2.4.4 Others 2.4.4.1 Mannitol d-Mannitol is a six-carbon sugar alcohol widely distributed in bacteria (Wisselink et al., 2002), fungi (Allaway and Jennings, 1970), plants (Stoop et al., 1996), and algae (Black, 1948; Karsten et al., 1992; Richter and Kirst, 1987). In these organisms mannitol has numerous functions, including osmoregulator, scavenger of reactive oxygen species, and reducing agent (Iwamoto and Shiraiwa, 2005). In brown algae, mannitol is a storage carbohydrate (Black, 1948) and can act as an osmoprotectant or local osmolyte (Dittami et al., 2011). It can represent 20–30% of brown seaweed’s dry weight (Reed et al., 1985), depending upon the harvest period and the amount of nutritive salt present in the water (Chapman and Craigie, 1977; Schiener et al., 2015). It is also found in red macroalgae Caloglossa (Karsten et al., 1992) and in microalgae Dixoniella grisea and Rhodella ssp. (Karsten et al., 1999). The biosynthesis of mannitol for red algae is unusual, since floridoside, isofloridoside, and digeneaside (Section 2.5.3.2) are the well-known photosynthesis products (Iwamoto and Shiraiwa, 2005), suggesting that some genetic variations occur between species. Therefore, the presence of specific carbohydrates in certain red algae, such as mannitol in Caloglossa, could be explained by reactivation of formerly silenced genes (Karsten et al., 1999). Mannitol in response to photosynthesis is also present in green microalgae Platymonas subcordiformis (Richter and Kirst, 1987), Tetraselmis, Nannochloris, and Stichococcus (Craigie et al., 1966). Mannitol is extracted from brown seaweed using a hydrochloric acid solution (0.09 N). This mixture is evaporated, dried, and treated with boiling methanol (5 h).

2 Types of carbohydrates

The precipitation is realized at 5°C during 16 h. The precipitate is isolated and dried (Black et al., 1951). Sometimes the extraction with dilute acid is omitted, and the extraction of mannitol is realized with ethanol or methanol (Black et al., 1951; Mian and Percival, 1973). Mannitol is authorized as a food and drug ingredient. However, the mannitol found on the market is mostly produced by the hydrogenation of fructose or sucrose (Jamieson, 2011). Mannitol is quite attractive for several food applications due to its low glycemic and insulinemic indexes (∼0) (Livesey, 2003). In addition, only 25% of ingested mannitol is absorbed by the organism and thereafter completely excreted in the urine. The remaining 75% is fermented by the microbiota. Mannitol is also tooth friendly and low caloric, which allows it to be a good sweetener in regular and sugar-restricted food (Jamieson, 2011; Livesey, 2003). Its physicochemical properties, such as low hygroscopicity and strong inertness, make it an excellent bulking agent in food. For diabetic patients, mannitol is used for the manufacture of sugar-free chocolates and coatings that would subsequently enrobe ice cream, marshmallows, and butter creams (Jamieson, 2011). It is also found in chewing gum in small percentages both in the gum and on the surface to prevent it from sticking to equipment and wrapping (Jamieson, 2011). Mannitol is gaining popularity in pharmaceutical applications due to its physicochemical properties. Its low hygroscopicity, strong inertness, and good compactibility (high stability and low friability tablet) (Ohrem et al., 2014) make it suitable for such applications. Mannitol is used in chewable tablets and granulated powders. In medicine, mannitol is also used in intravenous fluids as a diuretic agent (Soetaert et al., 1999). The accumulation of mannitol and laminaran in seaweed is also regarded as a source of carbon for ethanol production (Adams et al., 2009; Horn et al., 2000).

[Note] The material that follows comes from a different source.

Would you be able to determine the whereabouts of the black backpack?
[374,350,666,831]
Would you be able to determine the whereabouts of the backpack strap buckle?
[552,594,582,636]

2.5  NONFOOD GRADE POLYSACCHARIDES 2.5.1  Fucose-containing sulfated polysaccharides/fucoidan 2.5.1.1 Source Fucose-containing sulfated polysaccharides (FCSP), of which fucoidan is the most well known, are structural polysaccharides present in the cell wall of brown algae. FCSP are present in significant quantities (2–10%) (Indegaard and Minsaas, 1991) in algae, which varies depending on the species and environmental conditions of the algae (Percival and McDowell, 1967). These polysaccharides are mostly found in algae from the family of Fucaceae and Laminariaceae that are distributed worldwide. FCSP (fucoidan) is also found in sea cucumbers and sea urchin eggs (Nagaoka et al., 2000; Pereira et al., 1999), but only FCSP extracted from algae will be discussed in this chapter.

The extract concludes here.